I have an iterative map $X^{n+1} = T(X)$ which maps a k-tuple of vectors in $\mathbb{R}^n$, that is, $X = (\bf {x_1,x_2,x_3,\dots,x_k})$, where $\bf x_i\in\mathbb{R}^n$, into another $k$-tuple, i.e. $T(X) = ({y_1,y_2,y_3,\dots,y_k})$, where $\bf y_i\in\mathbb{R}^n$.

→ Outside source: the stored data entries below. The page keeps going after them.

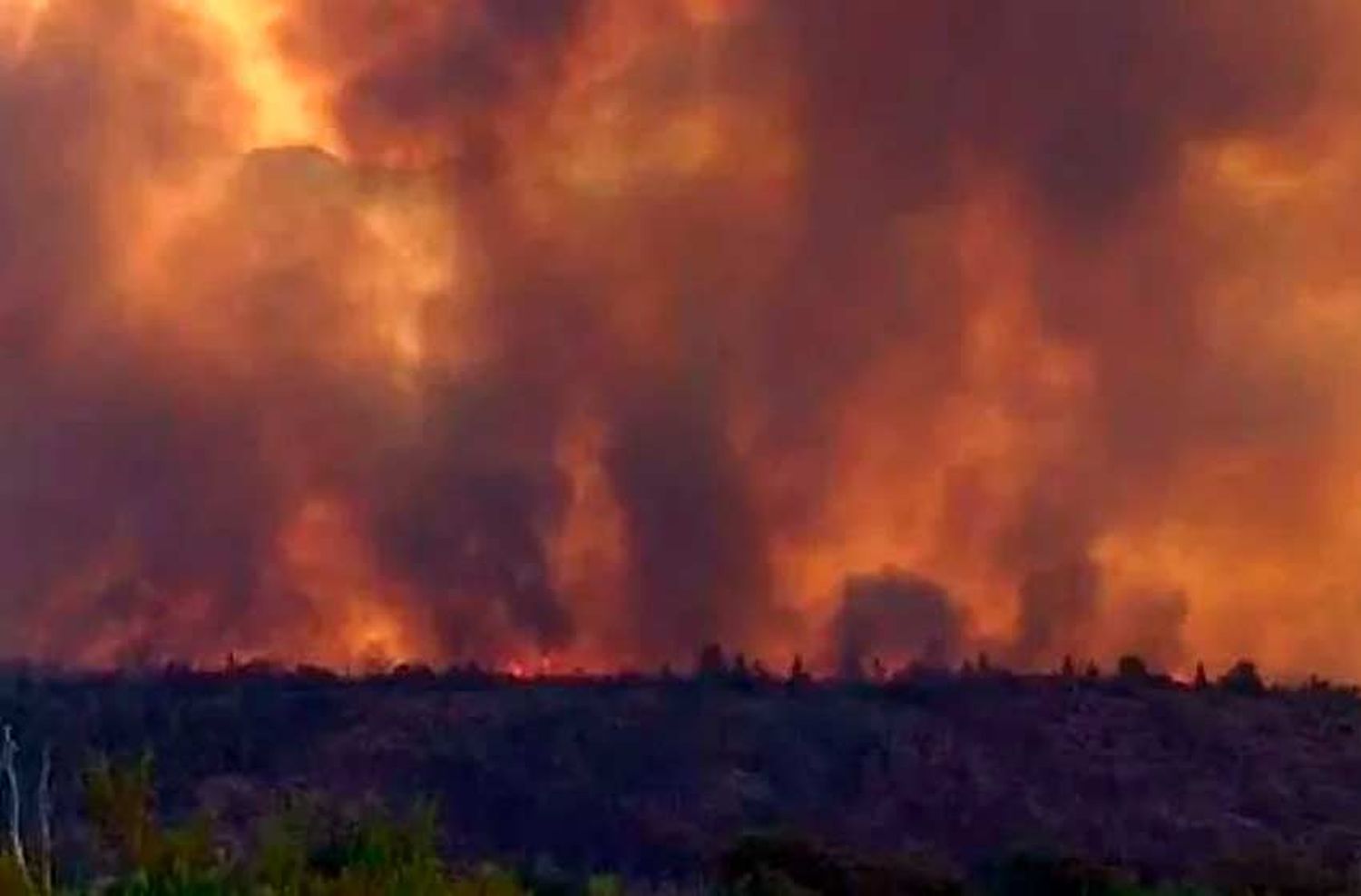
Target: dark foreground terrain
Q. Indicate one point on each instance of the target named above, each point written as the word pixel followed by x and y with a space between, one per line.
pixel 652 778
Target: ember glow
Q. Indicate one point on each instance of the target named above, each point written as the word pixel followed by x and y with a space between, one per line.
pixel 579 334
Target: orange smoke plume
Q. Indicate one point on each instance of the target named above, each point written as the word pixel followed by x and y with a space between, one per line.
pixel 580 334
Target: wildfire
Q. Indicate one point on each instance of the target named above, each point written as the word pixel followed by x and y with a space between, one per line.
pixel 584 334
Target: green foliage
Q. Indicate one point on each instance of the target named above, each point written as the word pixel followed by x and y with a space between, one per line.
pixel 13 880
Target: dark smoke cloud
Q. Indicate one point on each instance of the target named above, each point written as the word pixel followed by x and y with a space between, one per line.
pixel 724 347
pixel 1058 607
pixel 896 618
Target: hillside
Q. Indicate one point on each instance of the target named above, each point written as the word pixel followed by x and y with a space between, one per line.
pixel 652 776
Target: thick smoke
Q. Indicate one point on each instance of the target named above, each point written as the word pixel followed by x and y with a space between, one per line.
pixel 599 329
pixel 893 618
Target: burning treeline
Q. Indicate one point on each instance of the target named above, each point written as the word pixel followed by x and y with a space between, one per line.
pixel 598 329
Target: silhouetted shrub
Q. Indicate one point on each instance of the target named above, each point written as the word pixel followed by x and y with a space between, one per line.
pixel 1243 678
pixel 776 865
pixel 1040 874
pixel 1274 872
pixel 1132 669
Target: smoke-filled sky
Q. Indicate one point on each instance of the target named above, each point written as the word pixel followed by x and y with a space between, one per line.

I am interested in fixed points of this map $T$, and the paper that I am reading says that:
...the eigenvalues of $\dfrac{\partial T}{\partial Z}(Z)$ at a fixed point $Z^*$ are real and and less than 1, a necessary condition for $T$ to be a local contraction
But, shouldn't this say a sufficient condition for $T$ to be a local contraction?
What I know is that:
$$ \text {T is a local contraction at a fixed point Z^* if and only if} \\ \text {the eigenvalues of the Jacobian of T have modulus strictly less than 1} \tag 1$$
So, I do not understand why the eigenvalues being real is a necesary condition. Or, is my condition (1) wrong?
What you write in (1) looks correct to me.
What's in the yellow box is wrong. For a counterexample, the linear contraction $$T(x_1,x_2) = \biggl( -\frac{x_2}{2}, \frac{x_1}{2} \biggr) $$ has complex eigenvalues $\pm \frac{1}{2} \, i$.